Hasta bien entrado el 2015, casi nadie imaginaba que, tres años más tarde, el partido republicano estadounidense dependería casi por completo de las decisiones y los caprichos de Donald Trump, que tiene de republicano de cepa lo que Hugo Sánchez tiene de humilde. Después de la reelección de Barack Obama en el 2012, el proceso de selección del candidato presidencial republicano parecía dirigirse a una disyuntiva entre los conservadores más moderados y el ala cercana al dogma del famoso “Tea Party”: Jeb Bush o John Kasich contra Ted Cruz o Rand Paul, con Marco Rubio como el fiel de la balanza. Nadie contaba con el cisma que provocaría la llegada al escenario de un hombre de nula experiencia política pero refinado olfato populista, un animal mediático perfecto, rabioso intérprete del desconsuelo social y económico de buena parte de los votantes estadounidenses después del golpe de la crisis de 2008 y el estrés postraumático colectivo que permanecía latente después del 9/11.

El triunfo de Donald Trump removió una larga lista de asuntos en Estados Unidos, desde la manera de hacer campaña hasta el abuso de redes sociales en una democracia vulnerable a la propaganda. Pocas instituciones de la vida pública estadounidense se han visto tan sacudidas, sin embargo, como el partido que permitió el ascenso de Trump. Por varios meses, los republicanos han querido consolarse con la idea de que el fenómeno Trump será sólo eso: un tropiezo de irracionalidad que, al final, dará paso a una vuelta mágica a la cordura entre los votantes conservadores, que aprenderán a resistirse al llamado del populismo después de ser testigos de sus excesos. Al menos por ahora, se equivocan. A una semana del primer aniversario de la elección de 2016, Donald Trump y su discurso virulento no han perdido un ápice de resonancia entre la base conservadora. El partido que Trump usó como un vehículo conveniente para satisfacer —sabrá Dios cuál— herida narcisista, se ha vuelto su propiedad.

Los políticos republicanos, convertidos en rehenes de un hombre intolerante e impulsivo, han reaccionado tomando uno de dos caminos: la colaboración o la rendición. Muchos de los antiguos rivales de Trump han optado por el silencio y la genuflexión. Marco Rubio ha desaparecido del escenario. Ted Cruz, que tuvo la osadía de negarle su respaldo a Trump durante la Convención Republicana, no ha parado de tragar sapos, declarando lo mucho que aprecia la “fuerza” del Trump presidente, el mismo que, durante la campaña, se burló de su esposa y sugirió que su padre había tenido que ver con el asesinato de John F. Kennedy.

Otros (pocos) políticos republicanos han preferido la rendición disfrazada de gallarda confrontación.
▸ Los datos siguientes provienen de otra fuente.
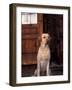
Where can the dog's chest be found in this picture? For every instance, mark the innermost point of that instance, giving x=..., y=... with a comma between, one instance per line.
x=44, y=52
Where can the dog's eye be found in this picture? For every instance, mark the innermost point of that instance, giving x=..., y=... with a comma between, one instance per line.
x=43, y=37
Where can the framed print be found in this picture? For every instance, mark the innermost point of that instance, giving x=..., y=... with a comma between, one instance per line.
x=39, y=44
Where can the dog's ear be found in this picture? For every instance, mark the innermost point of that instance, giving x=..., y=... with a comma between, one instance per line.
x=39, y=41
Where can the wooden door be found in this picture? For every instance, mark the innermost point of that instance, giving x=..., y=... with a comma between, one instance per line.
x=53, y=24
x=30, y=33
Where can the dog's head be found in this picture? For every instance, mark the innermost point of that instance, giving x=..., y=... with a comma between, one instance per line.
x=45, y=38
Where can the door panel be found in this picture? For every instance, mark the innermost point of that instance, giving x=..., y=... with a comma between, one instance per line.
x=30, y=33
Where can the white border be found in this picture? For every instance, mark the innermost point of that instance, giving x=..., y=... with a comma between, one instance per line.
x=63, y=77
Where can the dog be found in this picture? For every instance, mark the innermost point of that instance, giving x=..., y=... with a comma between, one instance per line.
x=43, y=56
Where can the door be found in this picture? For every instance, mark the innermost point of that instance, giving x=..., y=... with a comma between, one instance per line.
x=53, y=24
x=30, y=32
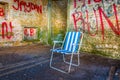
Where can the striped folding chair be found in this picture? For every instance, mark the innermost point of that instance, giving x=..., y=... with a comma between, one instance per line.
x=71, y=45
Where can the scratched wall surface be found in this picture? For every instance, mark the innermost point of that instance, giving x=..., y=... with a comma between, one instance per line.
x=59, y=18
x=99, y=20
x=21, y=20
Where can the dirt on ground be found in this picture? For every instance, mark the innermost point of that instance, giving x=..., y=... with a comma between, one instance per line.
x=89, y=62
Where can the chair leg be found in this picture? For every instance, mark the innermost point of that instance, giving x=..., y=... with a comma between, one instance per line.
x=78, y=61
x=70, y=63
x=51, y=60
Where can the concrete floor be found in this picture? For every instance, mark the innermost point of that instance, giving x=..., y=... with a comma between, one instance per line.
x=32, y=63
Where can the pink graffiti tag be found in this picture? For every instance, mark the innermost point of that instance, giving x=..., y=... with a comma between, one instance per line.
x=5, y=31
x=28, y=6
x=115, y=29
x=2, y=12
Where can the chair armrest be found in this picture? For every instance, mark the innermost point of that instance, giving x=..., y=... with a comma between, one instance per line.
x=57, y=42
x=75, y=44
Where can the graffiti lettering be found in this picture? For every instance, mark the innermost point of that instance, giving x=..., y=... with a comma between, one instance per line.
x=114, y=29
x=5, y=30
x=89, y=2
x=29, y=31
x=2, y=12
x=101, y=13
x=27, y=6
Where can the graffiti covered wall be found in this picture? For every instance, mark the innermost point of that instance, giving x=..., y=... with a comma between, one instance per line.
x=24, y=22
x=100, y=22
x=59, y=18
x=16, y=16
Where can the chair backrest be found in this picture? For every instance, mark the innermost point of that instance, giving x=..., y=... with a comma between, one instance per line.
x=72, y=41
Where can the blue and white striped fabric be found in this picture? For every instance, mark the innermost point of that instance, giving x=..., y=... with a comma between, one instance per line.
x=71, y=43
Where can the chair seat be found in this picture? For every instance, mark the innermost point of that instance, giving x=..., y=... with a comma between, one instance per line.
x=61, y=51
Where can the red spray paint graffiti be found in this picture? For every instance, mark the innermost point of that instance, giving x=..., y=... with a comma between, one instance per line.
x=5, y=30
x=115, y=29
x=2, y=12
x=89, y=2
x=27, y=6
x=29, y=32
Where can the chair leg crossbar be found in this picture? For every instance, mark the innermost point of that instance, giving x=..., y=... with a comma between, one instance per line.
x=70, y=63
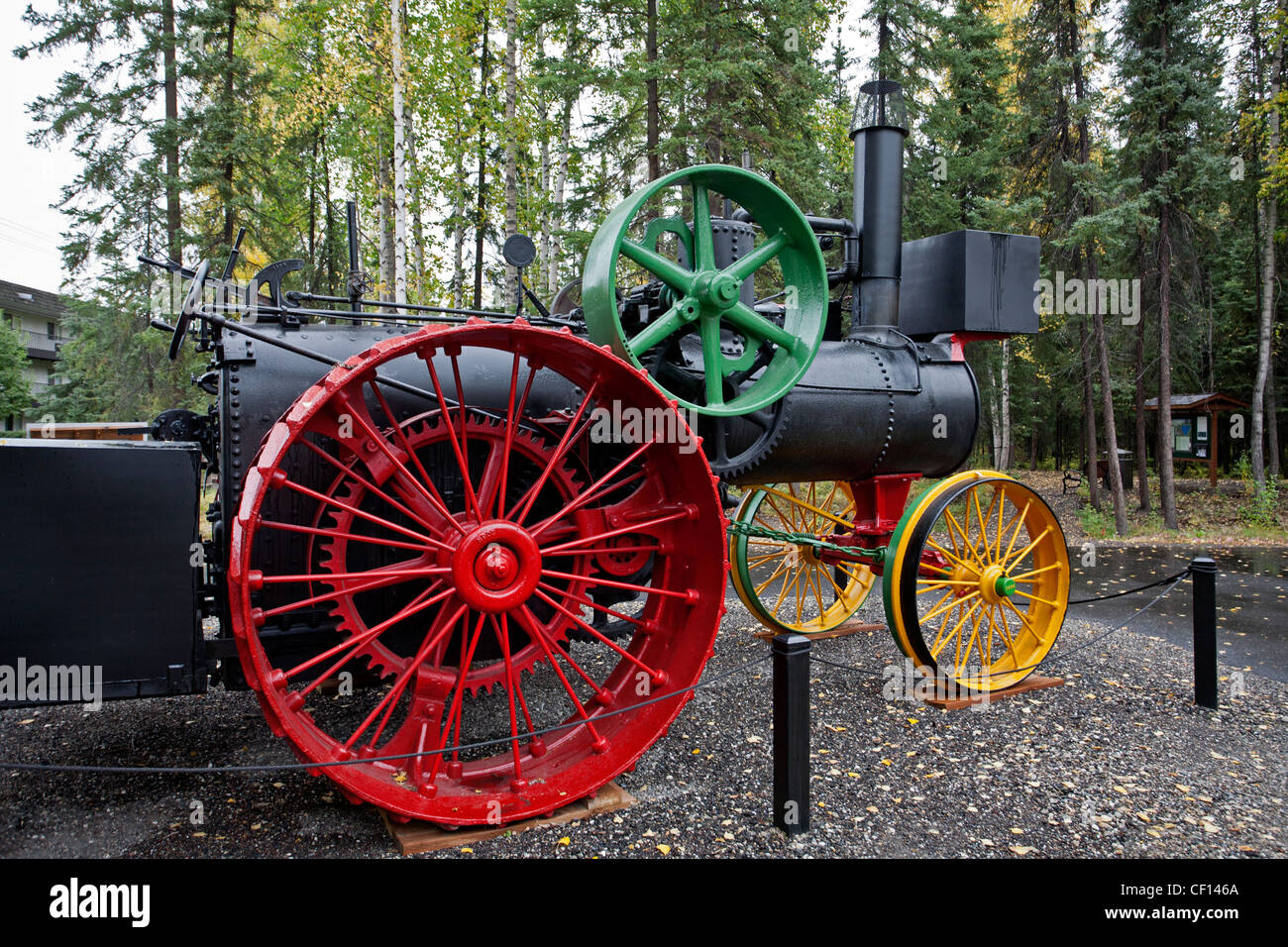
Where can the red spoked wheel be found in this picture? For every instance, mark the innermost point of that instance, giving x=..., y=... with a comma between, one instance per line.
x=460, y=554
Es el caso de Bob Corker, el senador por Tennessee, que ha criticado reiteradamente los modos de Trump sólo para agregar, ahora, que no buscará la reelección en el 2018. En otras palabras, Corker pega porque ya se va. Lo mismo ocurre con Jeff Flake, senador de Arizona, una de las figuras más importantes y prometedoras del movimiento conservador. Junto con Ben Sasse, otro joven y elocuente senador republicano, Flake pintaba para grandes cosas, incluso una candidatura presidencial. Hombre sensato, culto y de ánimo bipartidista, también ha criticado a Trump de manera consistente, incluso con la publicación de un libro en el que invita al partido republicano a rechazar el discurso de división populista de Trump. Su oposición constante al mensaje y los modos trumpistas le han salido caros a Flake: la semana pasada, las encuestas en Arizona lo ubicaban muy por debajo de Kelli Ward, la candidata preferida de Trump para la elección que se celebrará dentro de un año. Enfrentado con su probable derrota, Flake también ha optado por el repliegue. La semana pasada, en un discurso valiente y bien escrito, Flake le dijo “basta” a Trump, repudiando de nuevo su conducta “Indigna, peligrosa y enloquecida”. Acto seguido, anunció que no buscará la reelección, dejando vía libre a la candidata del presidente. Flake, como Corker, opta por dar de manotazos antes de cerrar la puerta, arriesgando cuando ya no hay nada que perder. Para defender sus valores, su conciencia conservadora y a su partido, se retira del escenario. El miedo no anda en burro en los tiempos del vulgar emperador de la Casa Blanca.